La Semana Santa continúa con el Triduo Pascual, los días centrales para el cristianismo. El Jueves Santo dio inicio con la Misa de la Última Cena, donde se conmemoran tres hechos instituidos por Jesús: el Sacramento de la Eucaristía, el Mandamiento del Amor y el Sacramento del Orden Sagrado. En esta celebración también se realiza el ritual del Lavatorio de los Pies, un símbolo de servicio y entrega.
Este Viernes Santo, las comunidades recuerdan la Pasión y Muerte de Jesús. Generalmente a las 15 horas, considerado el momento de su fallecimiento según los textos bíblicos, se realiza una celebración de la Palabra. En ella se procede a la Adoración de la Cruz, donde los fieles se acercan a venerar el crucifijo.

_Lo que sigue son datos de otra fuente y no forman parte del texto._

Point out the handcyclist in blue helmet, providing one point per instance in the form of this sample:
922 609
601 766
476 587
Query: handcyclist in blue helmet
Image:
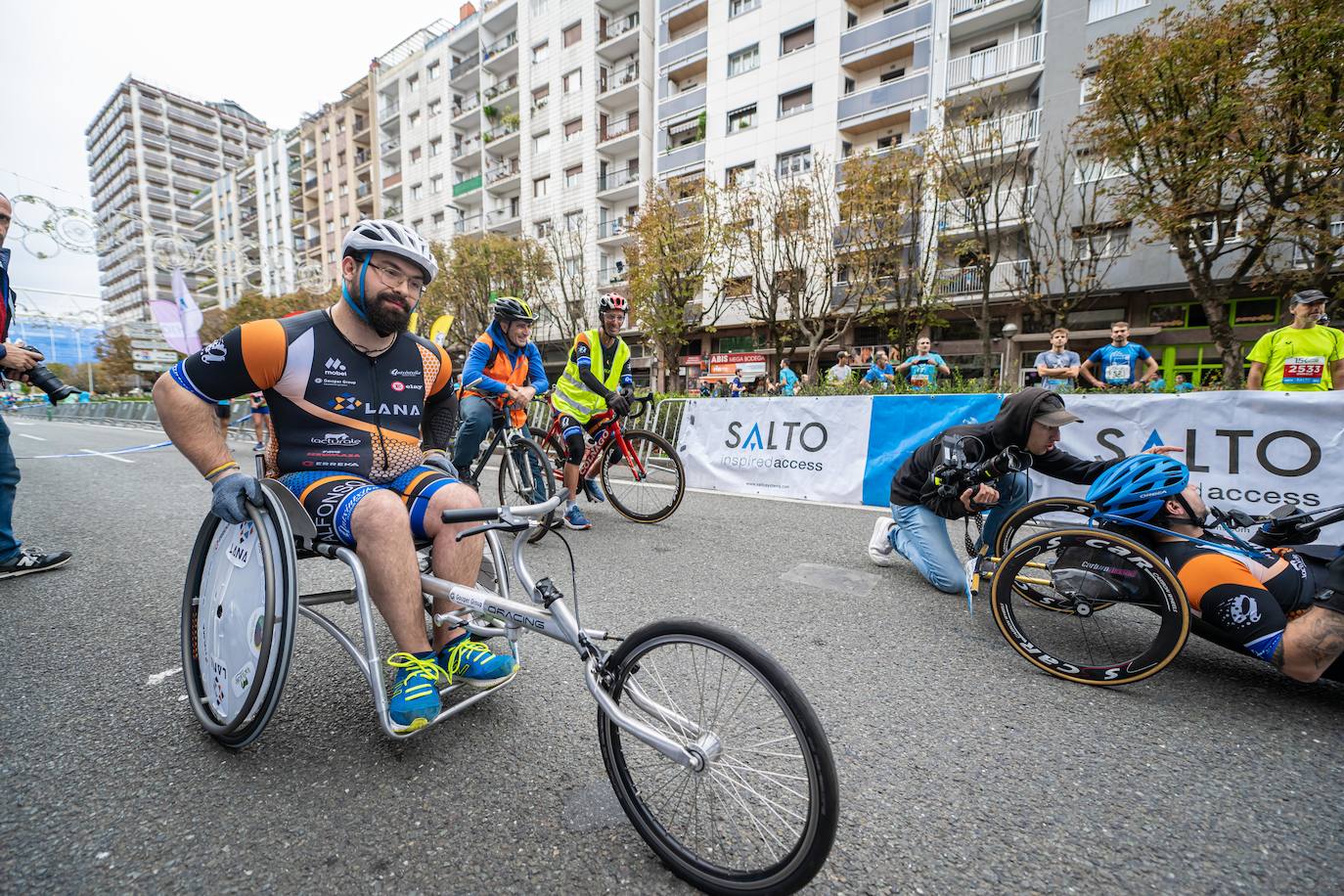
1277 605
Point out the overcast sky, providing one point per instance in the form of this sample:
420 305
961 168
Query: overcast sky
62 61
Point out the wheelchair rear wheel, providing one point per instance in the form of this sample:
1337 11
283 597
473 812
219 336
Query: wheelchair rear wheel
238 618
1145 619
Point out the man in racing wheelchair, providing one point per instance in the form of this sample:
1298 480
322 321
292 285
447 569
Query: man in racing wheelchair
1277 605
355 403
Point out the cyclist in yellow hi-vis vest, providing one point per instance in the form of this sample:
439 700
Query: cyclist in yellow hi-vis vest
596 383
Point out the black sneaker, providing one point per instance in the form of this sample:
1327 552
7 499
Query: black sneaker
32 560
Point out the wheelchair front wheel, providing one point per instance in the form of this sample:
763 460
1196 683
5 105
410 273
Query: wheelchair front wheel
1145 619
238 618
761 814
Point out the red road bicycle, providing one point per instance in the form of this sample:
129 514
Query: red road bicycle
640 470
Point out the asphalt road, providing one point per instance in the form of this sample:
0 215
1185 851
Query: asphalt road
962 767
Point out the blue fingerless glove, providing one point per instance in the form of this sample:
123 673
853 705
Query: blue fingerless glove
229 495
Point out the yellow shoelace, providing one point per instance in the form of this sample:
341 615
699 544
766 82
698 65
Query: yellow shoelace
455 655
425 669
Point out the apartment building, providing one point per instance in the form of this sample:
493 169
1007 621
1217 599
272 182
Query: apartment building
753 86
151 154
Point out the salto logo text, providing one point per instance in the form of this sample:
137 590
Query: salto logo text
777 437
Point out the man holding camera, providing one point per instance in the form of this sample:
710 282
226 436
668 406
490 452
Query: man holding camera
15 360
973 468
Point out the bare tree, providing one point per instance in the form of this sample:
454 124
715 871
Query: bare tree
1070 237
983 158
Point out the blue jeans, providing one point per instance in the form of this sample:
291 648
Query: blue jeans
920 535
473 426
8 485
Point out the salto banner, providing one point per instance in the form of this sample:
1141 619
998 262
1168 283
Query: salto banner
1253 450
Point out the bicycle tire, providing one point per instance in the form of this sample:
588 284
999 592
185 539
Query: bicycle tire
811 845
545 474
1035 634
668 467
1020 518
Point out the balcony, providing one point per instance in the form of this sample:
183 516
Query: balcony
1005 277
468 225
998 135
1000 211
464 67
611 229
884 40
876 107
680 104
980 68
468 186
618 36
973 17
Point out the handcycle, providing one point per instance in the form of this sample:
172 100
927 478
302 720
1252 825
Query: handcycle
525 474
640 470
1089 604
712 751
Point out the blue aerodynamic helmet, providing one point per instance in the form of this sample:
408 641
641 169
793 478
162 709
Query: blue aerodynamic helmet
1138 486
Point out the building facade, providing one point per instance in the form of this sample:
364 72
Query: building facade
151 155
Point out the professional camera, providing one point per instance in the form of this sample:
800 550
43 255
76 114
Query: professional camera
956 473
46 381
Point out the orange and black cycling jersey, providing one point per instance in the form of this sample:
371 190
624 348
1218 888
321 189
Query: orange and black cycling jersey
333 406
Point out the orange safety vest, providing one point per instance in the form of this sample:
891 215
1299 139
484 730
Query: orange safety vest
506 371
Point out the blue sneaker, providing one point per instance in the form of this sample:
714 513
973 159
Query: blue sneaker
574 518
471 662
414 701
594 490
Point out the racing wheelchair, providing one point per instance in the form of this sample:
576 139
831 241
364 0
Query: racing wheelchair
714 752
1089 604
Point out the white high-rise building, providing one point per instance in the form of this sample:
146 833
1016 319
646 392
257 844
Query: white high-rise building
151 154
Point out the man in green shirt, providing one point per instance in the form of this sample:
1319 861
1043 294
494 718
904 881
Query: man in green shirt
1303 356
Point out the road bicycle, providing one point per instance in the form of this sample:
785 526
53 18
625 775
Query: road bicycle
712 751
639 469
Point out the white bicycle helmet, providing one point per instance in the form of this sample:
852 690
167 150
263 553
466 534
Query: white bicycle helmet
388 237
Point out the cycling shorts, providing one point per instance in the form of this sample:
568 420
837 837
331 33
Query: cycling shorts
331 497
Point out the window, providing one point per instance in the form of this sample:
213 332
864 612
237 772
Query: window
1102 241
742 118
796 39
793 162
740 175
794 101
1088 87
744 60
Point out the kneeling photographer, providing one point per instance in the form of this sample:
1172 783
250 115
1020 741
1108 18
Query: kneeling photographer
973 468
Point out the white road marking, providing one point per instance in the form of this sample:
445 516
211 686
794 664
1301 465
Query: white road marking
160 676
111 457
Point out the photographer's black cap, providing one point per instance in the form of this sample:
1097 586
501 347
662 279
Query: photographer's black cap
1052 411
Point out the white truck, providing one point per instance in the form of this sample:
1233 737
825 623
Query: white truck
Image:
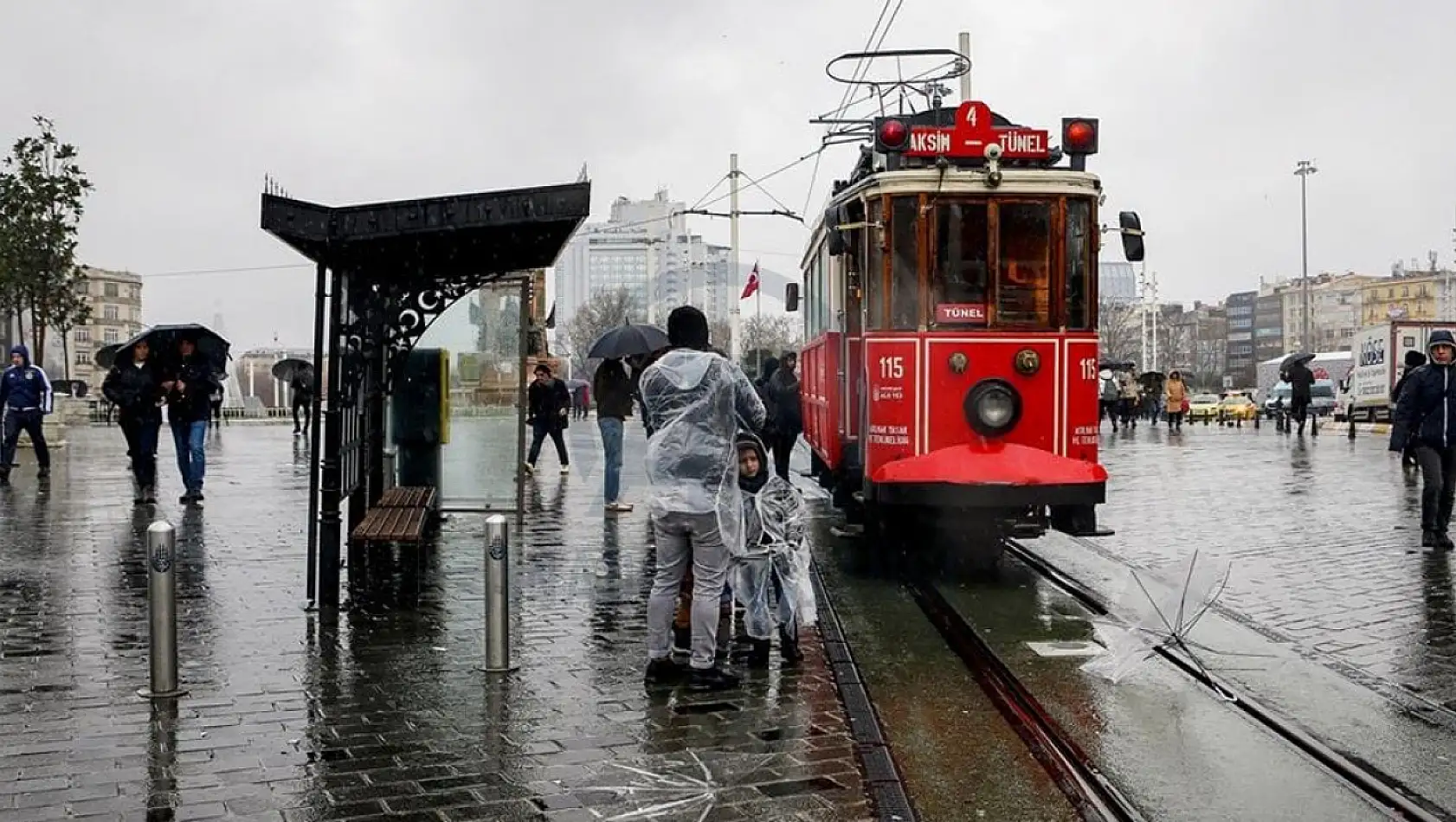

Es el único día del año en que la Iglesia Católica no celebra misas en todo el mundo, y la comunión se recibe con las hostias consagradas el día anterior.
En muchas parroquias también se reza el Vía Crucis por las calles. Desde este día y hasta la noche del Sábado Santo, los creyentes permanecen en contemplación y oración, acompañando espiritualmente a la Virgen María en su dolor. La Semana Santa culminará con la Vigilia Pascual del Sábado por la noche, que celebra la Resurrección de Jesús.